Does anyone know of a reasonably priced camera that will accept RTK input from an RTK GPS unit? It needs to be good digital camera, not a camera like the one on the TSC2.
Have you thought about something like this? I am assuming this is for one of your UA's?
There are cameras with GPS, I have two
Nikon AW-110
Fujifilm FinePix XP30
Both take great digital pics and tag with a GPS location
The Nikon has a compass that will show the direction of view from the GPS location
:stakeout:
The Nikon Works very well. I use it as a personal camera when i don't want to risk my phone or SLR.
it is VERY "Life proof"
http://www.amazon.com/Nikon-COOLPIX-Waterproof-Digital-Camera/dp/B005IGVY92
I use Canon cameras (SX260, S100) using CHDK (Canon Hack Development Kit) to utilize an intervelometer script. I have never bothered trying to have my flight controller trigger the camera. I seem to be getting by with out the interface. I usually fly low enough that I need to trigger the camera at the near minimum time interval the cameras are capable of which is approximately 2 seconds. Also, one less thing to go wrong in the field. I also don't bother with trying sync the aircraft position as derived from the on-board GNSS to each photo event. I utilize the camera's internal GPS to geotag the images. The software (Pix4D) does a fine job of calibrating and optimizing the camera locations, pitch, roll and yaw despite the more refined position available from the flight controller or RTK. It may work a bit harder to get to that point, but it seems to work for me. Maybe someone with one of those fancy SenseFly's or Trimble units can chime in as to the benefit of having a RTK derived initial position (besides not having to lay-out ground control) over the much less accurate on-board GPS derived position?
A Harris-
Are you using your Nikon for close-range photogrammetry? If so, does the heading info within the image metadata get utilized by your processing software?

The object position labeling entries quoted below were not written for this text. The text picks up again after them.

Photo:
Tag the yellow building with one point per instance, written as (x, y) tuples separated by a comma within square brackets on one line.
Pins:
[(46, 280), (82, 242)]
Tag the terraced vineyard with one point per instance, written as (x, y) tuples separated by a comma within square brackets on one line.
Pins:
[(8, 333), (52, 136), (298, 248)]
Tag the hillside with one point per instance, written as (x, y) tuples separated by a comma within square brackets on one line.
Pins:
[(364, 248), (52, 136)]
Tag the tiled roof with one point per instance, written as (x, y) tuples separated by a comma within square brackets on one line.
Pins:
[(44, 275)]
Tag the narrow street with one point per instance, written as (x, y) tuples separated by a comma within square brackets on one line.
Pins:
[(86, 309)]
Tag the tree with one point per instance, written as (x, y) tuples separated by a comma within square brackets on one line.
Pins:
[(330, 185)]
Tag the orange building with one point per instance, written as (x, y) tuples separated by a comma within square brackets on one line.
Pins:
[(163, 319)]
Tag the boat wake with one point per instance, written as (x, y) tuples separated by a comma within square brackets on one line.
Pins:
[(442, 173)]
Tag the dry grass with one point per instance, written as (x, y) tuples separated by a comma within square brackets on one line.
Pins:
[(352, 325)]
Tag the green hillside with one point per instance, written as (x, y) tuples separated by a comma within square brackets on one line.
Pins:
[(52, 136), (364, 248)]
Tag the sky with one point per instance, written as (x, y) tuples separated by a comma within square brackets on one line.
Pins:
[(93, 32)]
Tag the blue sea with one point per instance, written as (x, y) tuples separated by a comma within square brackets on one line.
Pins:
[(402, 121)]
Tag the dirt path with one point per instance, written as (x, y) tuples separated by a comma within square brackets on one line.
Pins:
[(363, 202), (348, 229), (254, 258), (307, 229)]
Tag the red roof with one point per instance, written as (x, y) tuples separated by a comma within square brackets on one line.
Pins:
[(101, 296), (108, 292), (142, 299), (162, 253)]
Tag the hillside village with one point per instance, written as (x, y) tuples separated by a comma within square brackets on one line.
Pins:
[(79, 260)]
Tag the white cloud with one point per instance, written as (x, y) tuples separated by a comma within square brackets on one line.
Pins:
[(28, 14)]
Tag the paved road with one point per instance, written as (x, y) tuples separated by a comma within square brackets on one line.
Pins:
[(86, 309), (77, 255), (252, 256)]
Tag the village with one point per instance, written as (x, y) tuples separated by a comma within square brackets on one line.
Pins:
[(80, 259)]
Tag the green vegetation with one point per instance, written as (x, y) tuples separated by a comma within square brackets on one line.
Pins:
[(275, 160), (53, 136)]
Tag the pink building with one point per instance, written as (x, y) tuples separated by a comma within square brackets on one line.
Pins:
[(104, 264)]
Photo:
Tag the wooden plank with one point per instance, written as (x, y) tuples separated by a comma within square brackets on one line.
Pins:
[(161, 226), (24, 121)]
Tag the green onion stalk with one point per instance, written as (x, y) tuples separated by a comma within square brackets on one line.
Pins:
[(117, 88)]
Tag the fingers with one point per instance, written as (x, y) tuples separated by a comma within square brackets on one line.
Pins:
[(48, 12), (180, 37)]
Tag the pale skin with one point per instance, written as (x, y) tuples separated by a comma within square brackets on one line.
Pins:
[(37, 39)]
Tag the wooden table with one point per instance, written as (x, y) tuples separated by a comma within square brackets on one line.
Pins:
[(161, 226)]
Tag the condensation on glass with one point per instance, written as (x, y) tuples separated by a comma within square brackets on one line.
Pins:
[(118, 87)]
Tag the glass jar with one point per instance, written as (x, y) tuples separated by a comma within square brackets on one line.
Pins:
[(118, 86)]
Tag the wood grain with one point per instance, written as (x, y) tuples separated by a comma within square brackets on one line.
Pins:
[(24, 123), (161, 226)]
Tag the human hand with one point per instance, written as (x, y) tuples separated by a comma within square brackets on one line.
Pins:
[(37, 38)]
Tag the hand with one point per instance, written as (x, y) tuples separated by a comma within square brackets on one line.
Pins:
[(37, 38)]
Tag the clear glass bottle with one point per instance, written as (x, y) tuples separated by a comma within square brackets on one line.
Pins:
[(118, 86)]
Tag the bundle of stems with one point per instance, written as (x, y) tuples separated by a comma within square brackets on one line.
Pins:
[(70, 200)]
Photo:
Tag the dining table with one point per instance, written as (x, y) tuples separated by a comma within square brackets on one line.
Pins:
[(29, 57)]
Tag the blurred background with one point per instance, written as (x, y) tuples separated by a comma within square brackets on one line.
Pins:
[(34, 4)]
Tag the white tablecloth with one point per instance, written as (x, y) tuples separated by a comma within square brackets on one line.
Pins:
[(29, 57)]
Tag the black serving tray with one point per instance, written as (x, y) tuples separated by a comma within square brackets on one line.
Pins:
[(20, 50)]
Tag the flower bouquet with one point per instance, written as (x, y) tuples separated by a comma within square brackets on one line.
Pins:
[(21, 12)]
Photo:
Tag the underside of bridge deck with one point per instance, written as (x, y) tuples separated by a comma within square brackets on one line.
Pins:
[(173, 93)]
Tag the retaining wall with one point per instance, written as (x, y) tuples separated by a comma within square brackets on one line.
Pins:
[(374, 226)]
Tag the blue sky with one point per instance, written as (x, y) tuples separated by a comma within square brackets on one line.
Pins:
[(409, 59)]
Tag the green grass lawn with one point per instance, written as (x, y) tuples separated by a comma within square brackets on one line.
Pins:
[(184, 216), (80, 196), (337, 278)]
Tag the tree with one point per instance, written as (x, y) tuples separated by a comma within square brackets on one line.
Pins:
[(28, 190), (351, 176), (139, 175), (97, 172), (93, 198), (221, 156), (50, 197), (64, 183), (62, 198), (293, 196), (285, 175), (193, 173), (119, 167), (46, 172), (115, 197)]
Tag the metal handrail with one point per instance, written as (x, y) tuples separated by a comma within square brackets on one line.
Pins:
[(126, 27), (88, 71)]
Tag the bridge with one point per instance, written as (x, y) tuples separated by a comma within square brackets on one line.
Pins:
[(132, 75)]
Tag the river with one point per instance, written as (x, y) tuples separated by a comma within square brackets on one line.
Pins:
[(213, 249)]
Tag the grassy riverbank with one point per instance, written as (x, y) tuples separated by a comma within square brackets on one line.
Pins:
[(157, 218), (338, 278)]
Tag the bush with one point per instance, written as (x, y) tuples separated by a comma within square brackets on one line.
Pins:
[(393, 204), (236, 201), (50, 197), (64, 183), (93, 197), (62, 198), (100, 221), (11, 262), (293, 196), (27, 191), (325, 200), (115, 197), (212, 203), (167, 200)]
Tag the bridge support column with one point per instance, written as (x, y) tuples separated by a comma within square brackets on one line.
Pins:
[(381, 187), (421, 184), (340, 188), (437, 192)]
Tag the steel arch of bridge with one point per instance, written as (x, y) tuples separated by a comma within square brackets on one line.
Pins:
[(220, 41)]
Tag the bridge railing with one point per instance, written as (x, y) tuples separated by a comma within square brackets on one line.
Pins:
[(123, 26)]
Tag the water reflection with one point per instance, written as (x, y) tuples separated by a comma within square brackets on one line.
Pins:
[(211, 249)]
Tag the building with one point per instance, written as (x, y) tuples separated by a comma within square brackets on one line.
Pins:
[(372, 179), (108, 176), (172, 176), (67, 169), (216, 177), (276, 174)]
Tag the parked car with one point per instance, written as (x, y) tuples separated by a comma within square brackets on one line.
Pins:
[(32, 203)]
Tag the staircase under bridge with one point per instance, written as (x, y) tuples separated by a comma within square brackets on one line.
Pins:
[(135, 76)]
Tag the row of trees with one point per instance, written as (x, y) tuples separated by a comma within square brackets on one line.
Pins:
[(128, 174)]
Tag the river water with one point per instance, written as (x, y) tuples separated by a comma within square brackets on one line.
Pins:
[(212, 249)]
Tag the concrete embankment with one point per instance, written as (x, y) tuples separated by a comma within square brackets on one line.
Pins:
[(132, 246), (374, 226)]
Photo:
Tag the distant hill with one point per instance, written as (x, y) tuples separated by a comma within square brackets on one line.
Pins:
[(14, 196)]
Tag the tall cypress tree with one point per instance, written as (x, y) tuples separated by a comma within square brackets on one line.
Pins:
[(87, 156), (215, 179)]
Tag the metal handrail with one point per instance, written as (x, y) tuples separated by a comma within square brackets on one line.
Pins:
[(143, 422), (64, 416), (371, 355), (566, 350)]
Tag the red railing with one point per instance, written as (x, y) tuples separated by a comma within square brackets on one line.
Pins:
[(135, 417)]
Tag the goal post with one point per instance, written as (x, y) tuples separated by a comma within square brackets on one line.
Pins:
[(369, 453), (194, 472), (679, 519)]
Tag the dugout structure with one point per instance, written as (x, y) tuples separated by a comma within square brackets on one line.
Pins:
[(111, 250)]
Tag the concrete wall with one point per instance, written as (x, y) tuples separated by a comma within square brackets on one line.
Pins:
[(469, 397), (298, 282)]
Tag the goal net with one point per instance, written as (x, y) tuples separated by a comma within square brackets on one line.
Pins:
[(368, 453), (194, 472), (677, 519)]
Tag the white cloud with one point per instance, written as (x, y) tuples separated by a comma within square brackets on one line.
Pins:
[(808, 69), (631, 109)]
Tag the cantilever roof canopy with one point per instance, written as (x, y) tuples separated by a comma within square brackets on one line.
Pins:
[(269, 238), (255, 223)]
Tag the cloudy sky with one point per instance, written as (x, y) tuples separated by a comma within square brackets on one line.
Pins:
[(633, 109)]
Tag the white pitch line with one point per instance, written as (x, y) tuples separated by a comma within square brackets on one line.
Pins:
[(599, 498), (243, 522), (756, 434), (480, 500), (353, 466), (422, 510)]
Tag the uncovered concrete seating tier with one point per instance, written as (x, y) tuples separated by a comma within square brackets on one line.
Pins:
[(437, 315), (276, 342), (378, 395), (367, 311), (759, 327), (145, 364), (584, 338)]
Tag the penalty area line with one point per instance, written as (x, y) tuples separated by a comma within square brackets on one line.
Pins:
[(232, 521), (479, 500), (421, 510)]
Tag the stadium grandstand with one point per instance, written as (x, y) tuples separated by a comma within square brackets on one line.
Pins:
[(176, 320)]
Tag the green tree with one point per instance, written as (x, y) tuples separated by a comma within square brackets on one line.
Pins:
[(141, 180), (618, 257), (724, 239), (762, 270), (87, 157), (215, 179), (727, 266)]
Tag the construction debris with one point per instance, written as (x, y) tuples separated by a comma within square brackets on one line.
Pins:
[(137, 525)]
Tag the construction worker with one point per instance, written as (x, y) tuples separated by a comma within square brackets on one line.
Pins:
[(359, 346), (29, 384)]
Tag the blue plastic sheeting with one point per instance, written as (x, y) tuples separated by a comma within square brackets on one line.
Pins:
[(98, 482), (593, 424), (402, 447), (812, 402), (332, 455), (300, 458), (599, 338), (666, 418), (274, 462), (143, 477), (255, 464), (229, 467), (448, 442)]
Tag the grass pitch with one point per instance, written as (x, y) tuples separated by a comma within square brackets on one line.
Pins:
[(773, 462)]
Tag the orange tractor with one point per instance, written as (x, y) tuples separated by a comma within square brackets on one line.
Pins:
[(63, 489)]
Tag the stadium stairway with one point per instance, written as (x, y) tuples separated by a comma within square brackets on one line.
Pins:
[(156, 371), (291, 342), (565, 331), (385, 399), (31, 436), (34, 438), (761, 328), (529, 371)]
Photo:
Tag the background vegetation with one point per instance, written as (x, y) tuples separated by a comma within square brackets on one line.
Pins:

I'm not aware of any RTK capable cameras, but one solution would be to purchase a light-weight receiver and align the camera nodal and receiver reference points, so that only a constant vertical difference exists. Piksi might be one such solution:
I do not believe that the response time of the Nikon AW-110 to display the details would be fast enough while in flight.
It is more of a stationary camera and the battery time during full GPS and compass modes is very short.
I will use three batteries on a normal day to document everything.